Consider some basic authorization framework with Users and Groups where access to methods should be guarded by checks which make sure that the user or the group have the necessary PriviledgeLevel to execute the method and fails otherwise.

What I imagine is something like this:

@AccessCheck(PriviledgeLevel.ADMINISTRATOR)
public static void secureMethod(){ ... }

Where the code checking basically does

if(currentUser.getPriviledgeLevel >= PriviledgeLevel.ADMINISTRATOR ||
   currentUser.getGroup.priviledgeLevel >= PriviledgeLevel.ADMINISTRATOR)
  // Allow access
else
  // Deny access       

Would it be possible to implement it this way?

I did a bit of research which points to some existing things based on AspectJ, mostly on the Security Annotation Framework (SAF) and on Spring Security.

I'm a bit concerned because SAF doesn't seem very active anymore and the documentati开发者_如何学Goon isn't that great.

I'm not sure about Spring Security but it seems to be more focused on security problems in web-related topics.

The Java Authentication and Authorization Service seems to be related, but doesn't use the annotation approach.

Does it make sense trying to define these security requirements with this declarative approach?

Is there another library/framework I'm missing, which already implements what I want or some techonology which would be relevant here?

Or is there a completely different solution (like implementing my own ClassLoader, ...) which is superior to what I imagine (in terms of conciseness and readability for the library user)?


I think AspectJ will do what you want it to do. We have a whole bunch of methods which you need certain access rights for and we've created an AspectJ aspect which will check that and error out if the user does not have those permissions.

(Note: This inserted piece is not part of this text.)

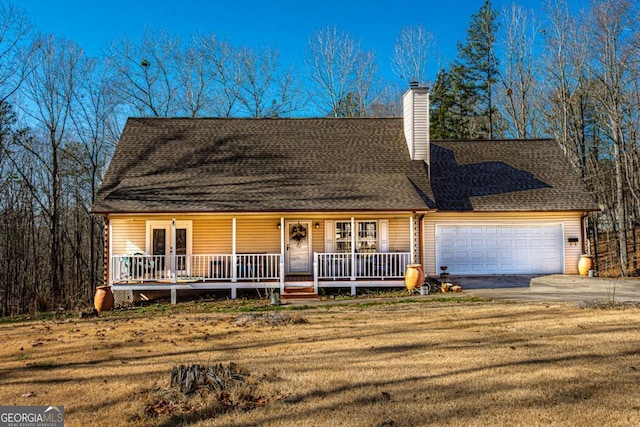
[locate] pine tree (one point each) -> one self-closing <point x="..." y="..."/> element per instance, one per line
<point x="477" y="69"/>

As a plus, because AspectJ is "woven" into the classes at compile time it cannot be disabled by configuration.

We also use Spring Security, it is possible to use both in harmony!


You could do this fairly trivially yourself by using dynamic proxies.

public interface MyInterface {
           @AccessCheck(Privilege.ADMIN)
           public void doSomething();
}

The proxy would be created on the class that implements your interface and you would annotate your interface with your custom annotation.

 MyInterface aInterface = (MyInterface) java.lang.reflect.Proxy.newProxyInstance(obj.getClass()
                .getClassLoader(), obj.getClass().getInterfaces(),
                new YourProxy(new Implementation());

In the invoke() method of your proxy, you can check if your method has the annotation and throw a SecurityException if the privileges are not met.

public YourProxy implements InvocationHandler {
         ....
         public Object invoke(Object proxy, Method method, Object[] args)
        throws Throwable {

              if ( method.isAnnotationPresent(AccessCheck.class) {
                    ....// do access check here and throw SecurityException()
         }
 }


With Spring Security, you just have to add:

@Secured("ADMINISTRATOR")
public static void secureMethod(){ ... }

And configure it properly, by:

  1. use JdbcDaoImpl as your UserDetailsService
  2. enable group support
  3. customize the queries (if you are using database credential storage)

If you are not using database credential storage, just configure your preferred UserDetailsService to add both user and group credentials to the authorities of the generated UserDetails.

Of couse, it is hard to understand it without checking the concepts at the documentation, but method level access checks is perfectly possible with spring security and it's my prefered technology for it.


In Spring Security, as the docs state, both @Secured and @PreAuthorize can be used at method level.

To enable @PreAuthorize (if you haven't already...), you need to put <global-method-security pre-post-annotations="enabled" /> in your configuration XML;

For @Secured use <global-method-security secured-annotations="enabled" />.

For more details, refer to this article.